Fourth, PRMs were not designed for tight backend integration between legacy systems of partners. Ecosystems however serve as perfect glue
Say a healthcare insurance company wants to connect with all the state hospitals in its vicinity in order to easily but securely share patient documentation. Sure, the organizations may be partners, but a PRM is not really fit for purpose to meet the needs of such partnerships that require custom workflows, secure document sharing, and most importantly integration with the back-end legacy systems of such organizations. An ecosystem management platform allows the insurance company to spin up a node, and each insurance company to do the same. And then for each to integrate with their backend legacy systems respectively without burdening one another. A document or workflow that is fired up from the hospital can be orchestrated safely and securely through to the insurance company or vice versa. The best thing about this is each organization can continue to use what it always has without massive rip and replace IT projects. Have the ecosystem platform serve as the middleware glue.
Fifth and finally, a PRM system is meant to be used primarily by partner folks.
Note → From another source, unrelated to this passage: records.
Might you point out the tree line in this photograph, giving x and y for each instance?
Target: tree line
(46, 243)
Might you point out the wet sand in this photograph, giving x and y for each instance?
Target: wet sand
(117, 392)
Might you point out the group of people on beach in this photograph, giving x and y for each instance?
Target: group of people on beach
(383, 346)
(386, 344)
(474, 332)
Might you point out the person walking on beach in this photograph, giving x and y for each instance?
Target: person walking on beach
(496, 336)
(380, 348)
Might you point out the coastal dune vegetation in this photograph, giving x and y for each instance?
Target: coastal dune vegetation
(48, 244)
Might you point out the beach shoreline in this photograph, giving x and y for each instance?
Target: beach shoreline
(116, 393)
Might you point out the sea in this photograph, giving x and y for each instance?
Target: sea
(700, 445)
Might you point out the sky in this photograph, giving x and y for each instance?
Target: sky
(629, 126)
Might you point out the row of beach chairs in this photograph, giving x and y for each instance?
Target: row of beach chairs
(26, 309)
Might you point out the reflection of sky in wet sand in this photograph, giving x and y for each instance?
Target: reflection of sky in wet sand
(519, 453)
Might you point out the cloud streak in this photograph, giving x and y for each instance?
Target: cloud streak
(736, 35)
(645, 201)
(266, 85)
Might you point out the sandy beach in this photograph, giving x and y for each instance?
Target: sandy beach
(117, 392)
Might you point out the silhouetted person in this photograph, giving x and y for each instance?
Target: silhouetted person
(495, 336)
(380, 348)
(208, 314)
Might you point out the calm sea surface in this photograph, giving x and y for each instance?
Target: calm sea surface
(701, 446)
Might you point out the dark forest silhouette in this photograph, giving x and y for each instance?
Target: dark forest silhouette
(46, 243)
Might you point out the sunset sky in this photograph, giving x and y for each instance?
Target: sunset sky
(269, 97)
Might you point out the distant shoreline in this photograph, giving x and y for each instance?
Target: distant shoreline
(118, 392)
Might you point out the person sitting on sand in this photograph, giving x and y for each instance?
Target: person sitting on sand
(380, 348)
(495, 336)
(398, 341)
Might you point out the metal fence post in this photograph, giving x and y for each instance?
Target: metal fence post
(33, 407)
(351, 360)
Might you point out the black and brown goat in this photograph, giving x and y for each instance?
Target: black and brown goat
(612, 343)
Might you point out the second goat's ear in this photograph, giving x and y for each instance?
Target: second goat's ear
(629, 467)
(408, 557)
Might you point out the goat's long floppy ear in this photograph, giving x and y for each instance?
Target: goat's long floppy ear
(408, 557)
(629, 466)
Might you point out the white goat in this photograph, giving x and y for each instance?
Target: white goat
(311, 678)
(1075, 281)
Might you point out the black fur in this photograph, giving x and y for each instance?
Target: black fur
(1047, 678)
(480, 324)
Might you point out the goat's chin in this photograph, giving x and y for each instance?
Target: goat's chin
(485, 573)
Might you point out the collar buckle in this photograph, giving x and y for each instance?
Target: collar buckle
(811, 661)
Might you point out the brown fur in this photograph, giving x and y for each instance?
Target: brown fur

An EMP can be used by the entire organization, which increases footprint substantially
The goal of partnerships is typically is to get both organizations to work together as much as possible. PRMs do this well, but only to a limited set of users, the partner teams. So, two partners might have a dozen partner folks on one end receiving information from one another through the PRM, and then finding ways to distribute it to the rest of their respective organizations (typically through email, spreadsheets, …etc). Enterprise management platforms, because all of what has been mentioned above, unlock usage to the entire partner organization, particularly in workloads like learning and marketing. At TIDWIT, we have partners collaborating with tens of thousands of users, yielding an 8X increase in footprint, which is something unheard of and that PRMs were never really designed for or licensed to support.
Does this mean that Ecosystem Management Platforms will replace PRMs. I am among those who actually believes that they will co-exist—with PRM providing basic partnering, one-size-fits-all solutions to the mass of partners, while EMPs deliver on more complex ecosystem multi-tier structures that require higher levels of engagement, more customizable workloads, bidirectional co-motions, integrations with backend legacy systems, and much much higher footprint.